On connaît le discours. Il pimente les conversations, y compris en Suisse. Il alimente les réflexions de ceux qui recommandent encore de ne pas tomber dans le «piège ukrainien». Ce discours consiste, envers et contre tout, à défendre Vladimir Poutine.

Qu’importe si le président russe, assuré d’être réélu le 17 mars, a lancé son armée à l’assaut d’un État qui n’a jamais agressé son pays. Qu’importe si ses soldats transforment des villes ukrainiennes en charnier. Qu’importe si ses missiles et ses drones kamikazes s’abattent sur des cibles civiles. Pour ceux qui continuent de le défendre, car il est le chef d’État d’un grand pays membre permanent du Conseil de sécurité de l’ONU et qu’il est donc, selon eux, incontournable, Poutine est encore digne de confiance. Cet homme-là est devenu ce qu’il est, continuent même d’affirmer certains d’entre eux, à cause de l’Occident et de l’OTAN, son bras armé.

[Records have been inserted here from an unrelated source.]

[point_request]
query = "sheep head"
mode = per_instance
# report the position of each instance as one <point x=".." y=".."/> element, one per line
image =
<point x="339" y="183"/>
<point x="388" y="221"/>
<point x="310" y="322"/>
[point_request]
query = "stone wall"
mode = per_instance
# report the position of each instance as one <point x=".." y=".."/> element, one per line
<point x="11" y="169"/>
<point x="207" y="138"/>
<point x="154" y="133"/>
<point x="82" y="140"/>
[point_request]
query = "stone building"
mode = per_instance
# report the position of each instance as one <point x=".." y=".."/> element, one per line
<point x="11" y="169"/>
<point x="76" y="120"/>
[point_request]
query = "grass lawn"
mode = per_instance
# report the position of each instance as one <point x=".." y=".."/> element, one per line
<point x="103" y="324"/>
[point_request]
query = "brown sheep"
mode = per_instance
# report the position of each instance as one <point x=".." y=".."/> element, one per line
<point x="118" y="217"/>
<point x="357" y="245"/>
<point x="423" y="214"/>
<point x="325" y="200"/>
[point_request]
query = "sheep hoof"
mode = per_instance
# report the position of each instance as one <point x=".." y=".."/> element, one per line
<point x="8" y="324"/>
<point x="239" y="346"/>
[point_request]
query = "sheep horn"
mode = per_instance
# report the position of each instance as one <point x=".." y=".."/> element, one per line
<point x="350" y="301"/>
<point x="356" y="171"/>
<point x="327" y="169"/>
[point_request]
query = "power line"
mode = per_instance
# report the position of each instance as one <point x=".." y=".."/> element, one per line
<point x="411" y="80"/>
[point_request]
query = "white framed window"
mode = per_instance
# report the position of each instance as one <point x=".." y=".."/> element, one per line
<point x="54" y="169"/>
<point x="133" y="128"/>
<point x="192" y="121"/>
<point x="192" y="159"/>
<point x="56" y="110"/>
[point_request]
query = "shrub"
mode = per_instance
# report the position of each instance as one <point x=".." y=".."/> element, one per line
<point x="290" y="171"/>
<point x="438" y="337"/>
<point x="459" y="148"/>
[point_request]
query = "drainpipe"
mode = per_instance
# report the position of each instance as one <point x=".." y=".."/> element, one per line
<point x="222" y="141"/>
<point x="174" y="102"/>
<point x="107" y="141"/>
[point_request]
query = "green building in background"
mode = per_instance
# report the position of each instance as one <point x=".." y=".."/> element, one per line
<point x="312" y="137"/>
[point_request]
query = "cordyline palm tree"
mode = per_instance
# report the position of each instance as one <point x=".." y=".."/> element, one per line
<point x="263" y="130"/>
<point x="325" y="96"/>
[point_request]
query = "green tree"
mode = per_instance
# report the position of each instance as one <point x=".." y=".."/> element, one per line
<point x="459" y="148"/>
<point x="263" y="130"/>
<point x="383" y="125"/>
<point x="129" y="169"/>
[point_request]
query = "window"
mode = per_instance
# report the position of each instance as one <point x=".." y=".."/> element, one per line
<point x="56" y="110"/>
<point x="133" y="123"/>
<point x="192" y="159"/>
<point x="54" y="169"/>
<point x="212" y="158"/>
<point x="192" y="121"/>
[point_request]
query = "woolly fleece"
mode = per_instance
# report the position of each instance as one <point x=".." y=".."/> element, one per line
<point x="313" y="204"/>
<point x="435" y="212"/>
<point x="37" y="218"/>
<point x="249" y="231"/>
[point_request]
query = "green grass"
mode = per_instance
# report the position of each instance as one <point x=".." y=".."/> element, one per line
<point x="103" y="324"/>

Ce discours, aujourd’hui, est indécent. Inacceptable. Insoutenable. La mort d’Alexeï Navalny en Sibérie, dans une prison goulag, l’a rendu encore plus impossible à entendre. Il va de soi qu’un jour, le retour de la paix en Ukraine passera par un accord avec la Russie. Peut-être faudra-t-il alors négocier – avec, pourquoi pas, la Suisse au rang des facilitateurs – avec Vladimir Poutine lui-même.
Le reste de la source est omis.